I was thinking about all of this when I called my daughter today. I looked at my phone and realized the only incoming calls are from my Dr's or my daughter or my husband. No other family or friends. Facebook is a great way to stay in touch but somethings are just too personal to share. I guess when I look at my call log, in and out, that's who I realize who I'm most excited to go back and see. That's who's stayed in contact and put the effort into a relationship. A phone call is real effort, real commitment and I love you!
Saturday, July 26, 2014
Saturday, July 12, 2014
So I've been thinking a lot about this new chapter we are about to begin. Moving back home to Ohio. Just thinking about it brings mixed emotions. It's bittersweet without a doubt and will be a huge adjustment. It was a decision we did not make lightly. We had so many things to consider, financial aspects being a big part of it but also family. The biggest drawback is how much we both HATE WINTER! I realize how blessed we have been to have been given the opportunity to experience this beautiful place and I will miss it the most. I can't even begin to explain just how much I will miss it! I wish we could afford to stay and move all the people we love and the places we miss from back in Ohio out here :) I'm starting to get nervous about shipping my babies back. I'm going to be a wreck until I know they arrive safely! We will need to rent a house until our house is built. At least Rick has a job. I still need to get enrolled in school. So much to do, just waiting for the army to say GO! When we finally do get back, how will it be? That's when the adjustment is going to start. People move on with their lives, things change. I know I have a few people that I can call true friends and more that I can say I'm friendly with. I'm hoping to expand the friend column. This will be the first time we will be living together as a couple in our home town!! That's pretty exciting!

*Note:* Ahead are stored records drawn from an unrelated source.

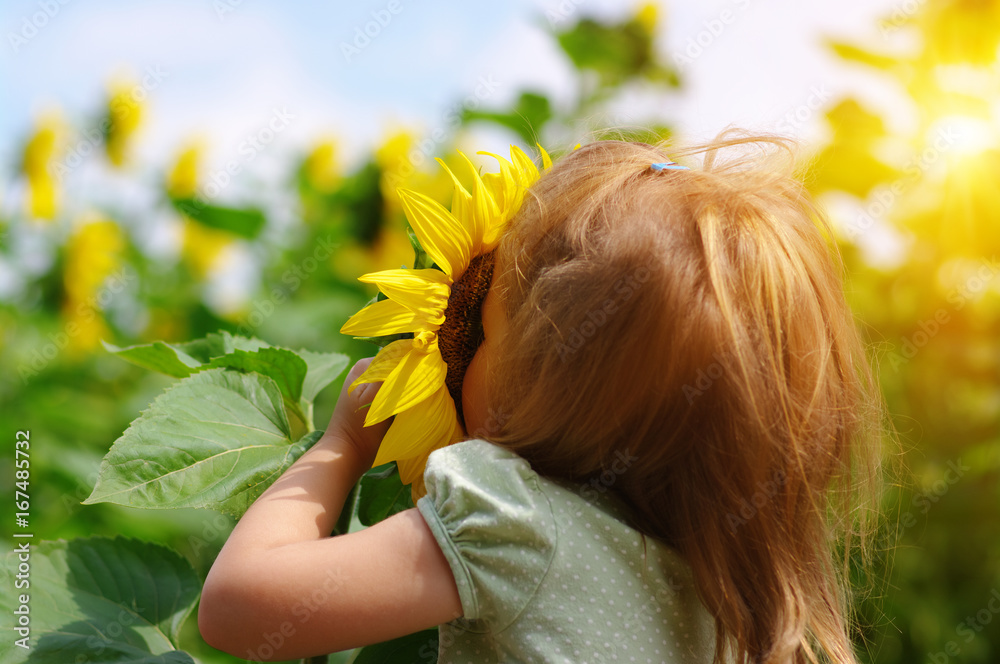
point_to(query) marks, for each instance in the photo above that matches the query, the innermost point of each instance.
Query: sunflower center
(461, 334)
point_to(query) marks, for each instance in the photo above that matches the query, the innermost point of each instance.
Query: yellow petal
(385, 361)
(419, 429)
(525, 167)
(483, 210)
(424, 291)
(440, 234)
(461, 200)
(417, 376)
(546, 159)
(383, 318)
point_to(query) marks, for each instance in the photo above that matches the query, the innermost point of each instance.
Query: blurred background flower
(202, 165)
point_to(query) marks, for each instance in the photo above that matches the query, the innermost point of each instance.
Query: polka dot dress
(550, 572)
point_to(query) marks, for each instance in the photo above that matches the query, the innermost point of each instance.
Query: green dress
(550, 572)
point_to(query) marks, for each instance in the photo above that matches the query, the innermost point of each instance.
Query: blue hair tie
(668, 166)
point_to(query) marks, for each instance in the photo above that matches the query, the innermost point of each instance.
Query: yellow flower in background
(322, 168)
(202, 247)
(182, 181)
(93, 253)
(124, 117)
(401, 160)
(422, 376)
(39, 153)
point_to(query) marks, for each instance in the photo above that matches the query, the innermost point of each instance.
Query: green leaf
(382, 494)
(527, 117)
(616, 52)
(246, 223)
(323, 369)
(203, 350)
(417, 647)
(103, 599)
(216, 439)
(158, 356)
(284, 367)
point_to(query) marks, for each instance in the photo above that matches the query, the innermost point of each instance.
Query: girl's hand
(348, 420)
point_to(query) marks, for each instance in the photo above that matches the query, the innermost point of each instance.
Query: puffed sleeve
(495, 526)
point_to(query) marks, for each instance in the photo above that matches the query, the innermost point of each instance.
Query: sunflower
(441, 307)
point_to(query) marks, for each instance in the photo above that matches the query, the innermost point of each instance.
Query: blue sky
(222, 70)
(226, 65)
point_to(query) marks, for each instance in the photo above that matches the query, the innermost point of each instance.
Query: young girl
(678, 412)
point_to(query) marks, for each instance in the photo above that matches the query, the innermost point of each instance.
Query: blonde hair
(695, 322)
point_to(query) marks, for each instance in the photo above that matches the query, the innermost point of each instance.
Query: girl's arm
(282, 588)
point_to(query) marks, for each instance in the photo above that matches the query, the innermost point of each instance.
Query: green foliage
(933, 314)
(223, 415)
(418, 647)
(217, 439)
(221, 435)
(104, 600)
(382, 494)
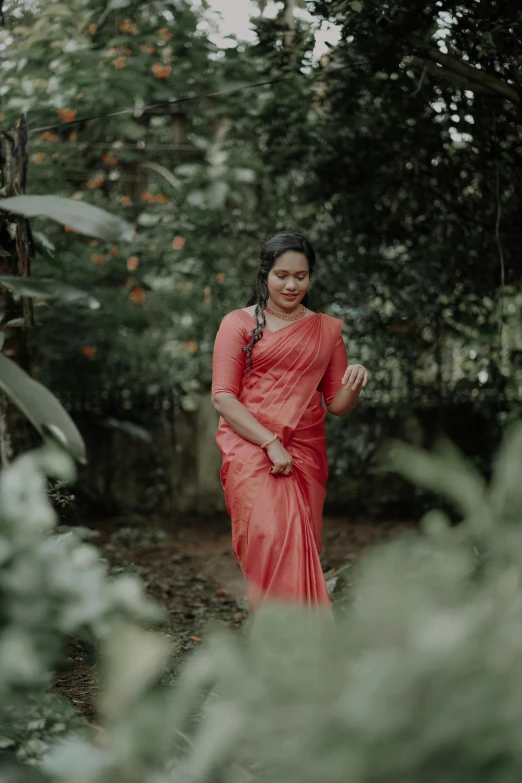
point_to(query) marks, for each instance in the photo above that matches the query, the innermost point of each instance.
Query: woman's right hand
(281, 458)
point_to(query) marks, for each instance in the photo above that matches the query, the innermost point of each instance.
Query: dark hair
(275, 245)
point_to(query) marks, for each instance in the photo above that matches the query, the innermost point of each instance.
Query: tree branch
(473, 75)
(444, 73)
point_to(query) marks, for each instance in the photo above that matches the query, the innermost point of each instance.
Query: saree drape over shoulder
(277, 519)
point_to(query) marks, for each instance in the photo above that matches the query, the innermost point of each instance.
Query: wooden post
(15, 253)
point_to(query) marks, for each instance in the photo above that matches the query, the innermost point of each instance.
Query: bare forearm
(344, 401)
(240, 418)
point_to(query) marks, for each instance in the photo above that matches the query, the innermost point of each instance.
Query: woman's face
(288, 281)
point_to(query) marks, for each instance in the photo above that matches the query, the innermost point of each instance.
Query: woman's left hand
(355, 377)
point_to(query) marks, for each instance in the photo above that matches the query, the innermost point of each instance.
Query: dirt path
(191, 570)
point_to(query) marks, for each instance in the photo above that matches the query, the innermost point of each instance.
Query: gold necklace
(294, 317)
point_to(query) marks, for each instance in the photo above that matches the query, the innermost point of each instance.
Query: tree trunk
(15, 254)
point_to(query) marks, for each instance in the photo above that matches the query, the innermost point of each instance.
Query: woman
(274, 360)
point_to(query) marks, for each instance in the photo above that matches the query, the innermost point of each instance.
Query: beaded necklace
(294, 317)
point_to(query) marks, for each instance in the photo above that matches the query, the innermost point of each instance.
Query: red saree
(276, 519)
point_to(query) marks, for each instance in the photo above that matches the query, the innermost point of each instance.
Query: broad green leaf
(85, 218)
(132, 658)
(47, 289)
(42, 408)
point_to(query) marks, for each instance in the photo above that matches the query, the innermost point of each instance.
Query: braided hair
(275, 245)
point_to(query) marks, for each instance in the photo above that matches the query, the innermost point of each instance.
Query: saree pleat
(276, 519)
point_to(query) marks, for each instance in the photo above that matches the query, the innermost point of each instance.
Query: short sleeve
(228, 361)
(331, 380)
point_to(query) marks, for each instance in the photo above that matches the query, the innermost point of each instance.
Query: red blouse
(229, 359)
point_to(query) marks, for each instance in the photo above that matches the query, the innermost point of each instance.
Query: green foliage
(51, 586)
(419, 681)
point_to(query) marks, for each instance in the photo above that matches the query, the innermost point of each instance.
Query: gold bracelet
(269, 441)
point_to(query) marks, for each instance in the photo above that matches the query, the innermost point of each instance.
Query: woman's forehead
(291, 261)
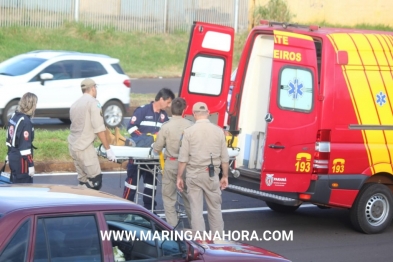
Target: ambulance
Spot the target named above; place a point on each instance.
(311, 110)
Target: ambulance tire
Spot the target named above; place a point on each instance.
(281, 208)
(372, 211)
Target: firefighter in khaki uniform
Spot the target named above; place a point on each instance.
(169, 137)
(86, 123)
(204, 144)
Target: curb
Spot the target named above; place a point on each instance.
(68, 166)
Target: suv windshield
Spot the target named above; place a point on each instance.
(19, 65)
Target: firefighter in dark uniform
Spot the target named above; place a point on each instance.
(20, 137)
(169, 137)
(146, 119)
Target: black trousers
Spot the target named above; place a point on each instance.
(19, 170)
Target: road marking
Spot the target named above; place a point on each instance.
(74, 174)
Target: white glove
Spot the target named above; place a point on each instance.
(110, 155)
(31, 171)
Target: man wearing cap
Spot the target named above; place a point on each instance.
(87, 123)
(146, 119)
(169, 137)
(204, 144)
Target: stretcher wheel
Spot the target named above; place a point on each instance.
(235, 173)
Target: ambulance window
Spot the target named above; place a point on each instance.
(206, 75)
(296, 89)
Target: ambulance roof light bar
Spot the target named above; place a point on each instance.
(286, 25)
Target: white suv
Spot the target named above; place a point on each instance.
(55, 77)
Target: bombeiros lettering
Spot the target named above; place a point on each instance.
(283, 54)
(287, 55)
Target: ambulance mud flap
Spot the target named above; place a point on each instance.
(321, 190)
(251, 189)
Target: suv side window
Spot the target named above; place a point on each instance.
(91, 69)
(118, 68)
(58, 70)
(72, 238)
(16, 250)
(140, 238)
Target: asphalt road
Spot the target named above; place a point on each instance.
(318, 234)
(140, 86)
(152, 85)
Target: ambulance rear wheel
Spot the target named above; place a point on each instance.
(281, 208)
(372, 211)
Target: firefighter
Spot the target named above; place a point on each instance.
(146, 119)
(203, 149)
(20, 137)
(169, 137)
(87, 123)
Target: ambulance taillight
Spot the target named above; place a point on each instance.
(322, 152)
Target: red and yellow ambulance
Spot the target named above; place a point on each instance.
(312, 109)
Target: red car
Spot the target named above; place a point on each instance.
(66, 223)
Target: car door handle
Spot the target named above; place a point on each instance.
(276, 147)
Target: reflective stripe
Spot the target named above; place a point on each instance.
(132, 129)
(150, 186)
(16, 128)
(129, 186)
(25, 152)
(150, 123)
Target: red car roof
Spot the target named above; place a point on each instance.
(22, 196)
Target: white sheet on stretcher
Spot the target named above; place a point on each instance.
(126, 152)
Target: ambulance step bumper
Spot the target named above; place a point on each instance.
(265, 196)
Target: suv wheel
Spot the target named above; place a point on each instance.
(8, 111)
(113, 113)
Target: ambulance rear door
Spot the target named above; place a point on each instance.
(207, 69)
(292, 114)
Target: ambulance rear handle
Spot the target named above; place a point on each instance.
(276, 147)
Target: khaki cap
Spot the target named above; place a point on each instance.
(200, 106)
(88, 82)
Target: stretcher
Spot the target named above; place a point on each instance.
(146, 159)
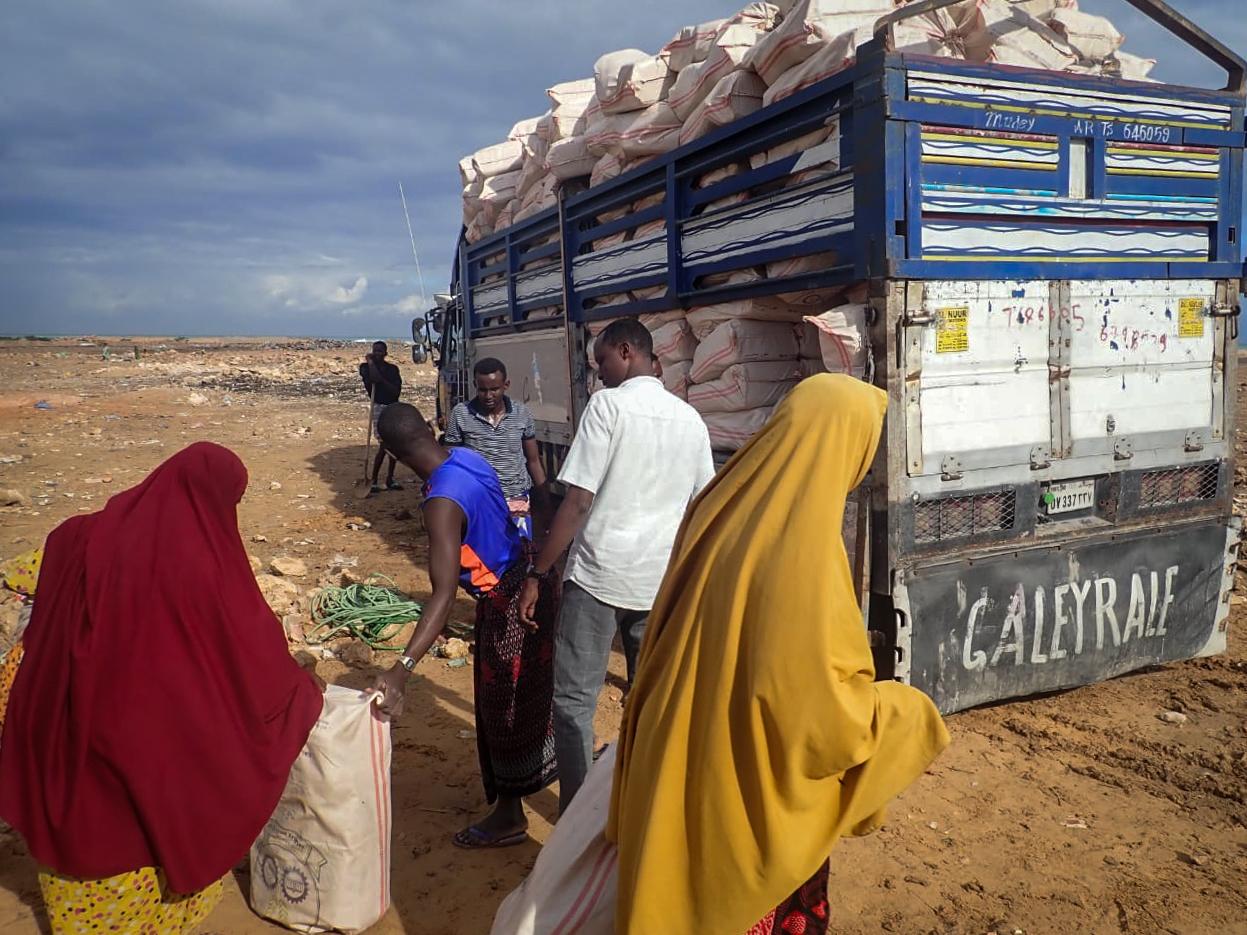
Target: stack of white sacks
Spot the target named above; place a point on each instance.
(733, 362)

Family functions? Maybe I won't feel like the black sheep anymore. I'd like to reconnect with my family and get to know them and have them get to know me and Rick. I'm looking forward to hosting the holidays in our home, as my dad would have wanted, to carry on the tradition. All the family would be welcome, no special invitation needed.
It's funny how time and distance can sometimes blur the picture in our minds of how we would like things to be. I just hope the focus gets clearer as we get closer to home and we really can go home again.